Cosmology describes the planets thusly:

The planets are the gods and the planes of the gods, which is the same thing. That they appear as spherical heavenly bodies is a visual phenomena caused by mortal mental stress. Since each plane(t) is an infinite mass of infinite size, as yet surrounded by the Void of Oblivion, the mortal eye registers them as bubbles within a space. Planets are magical and impossible. The eight planets correspond to the Eight Divines.

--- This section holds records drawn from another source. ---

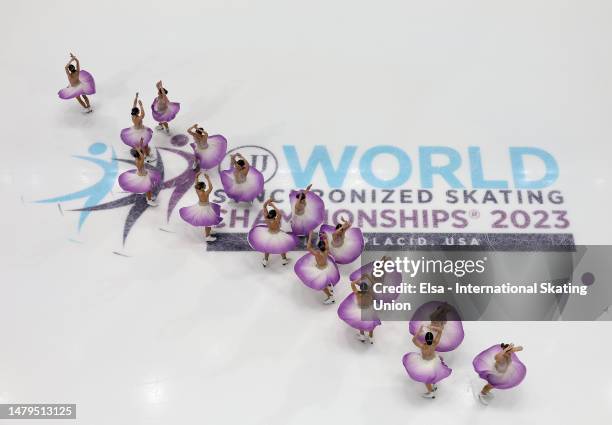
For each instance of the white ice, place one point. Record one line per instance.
(167, 333)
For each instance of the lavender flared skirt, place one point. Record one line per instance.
(131, 181)
(425, 371)
(202, 214)
(213, 154)
(362, 319)
(390, 279)
(131, 136)
(314, 277)
(86, 85)
(351, 247)
(311, 218)
(167, 114)
(261, 239)
(484, 365)
(452, 335)
(245, 191)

Nirn (Ehnofex for 'Arena') is a finite ball of matter and magic made from all of the god planets at the beginning of time, when Lorkhan tricked/convinced/forced the gods to create the mortal plane. Nirn is the mortal plane and the mortal planet, which is the same thing. Its creation upset the cosmic balance; now all souls (especially the Aedra-Daedra/Gods-Demons) have a vested interest in Nirn (especially its starry heart, Tamriel).

 

This video shows the Orrery of Stros M'kai as it appeared in TESA: Redguard.

The Elder Scrolls IV: Oblivion released a DLC wherein the player could help reconstruct an orrery in the Arcane University. Structurally, it appears much like the originally orrery in Redguard. A few important differences exist, though. While Redguard had all planets floating in space, Oblivion's orrery instead anchors some planets on orbital and others on large metallic "wings."

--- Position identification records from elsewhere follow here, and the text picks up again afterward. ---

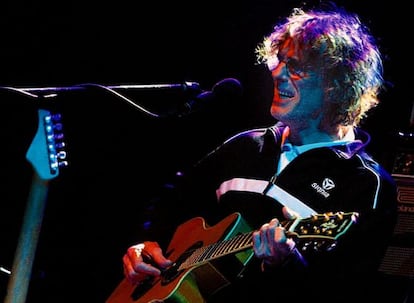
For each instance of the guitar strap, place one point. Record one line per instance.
(286, 199)
(269, 189)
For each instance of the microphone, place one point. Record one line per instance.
(223, 90)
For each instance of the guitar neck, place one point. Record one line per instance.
(217, 250)
(324, 228)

Masser and Secunda are shown on orbits around Nirn, offset from each other by a few degrees. Kynareth is also on an orbital, though on a very different angle than either of the moons. Julianos and Akatosh both orbit Nirn, but are not shown with orbitals. Stendar is shown on an orbital around Julianos. Mara is on an orbital around Zenithar, and Dibella on an orbitals round Mara. Zenithar itself rotates about Nirn's axis, but not around Nirn itself. Arkay is a similar case, revolution above Nirn's tilted axis, creating a sort of 8 shape when seen in time lapse.

A graph of the orbits and orbitals as depicted on Oblivion's orrery.

A gif of the planets in their rotations. Unlike above, these have no had their orbits rotated to all be on the same axis, and, as such, many appear elliptical rather than round.

 

Elder Scrolls Online provides our third example of an in-game orrery. The orrery of Elden Root seems to have more of a ceremonial purpose than a cosmological one - it is used primarily to discern who among the Altmeri stock is fit to rule Tamriel. As such, it is a far simpler design. While the planets on this orrerly are unlabeled, we can surmise that they are likely Kynareth and Akatosh based on their positions.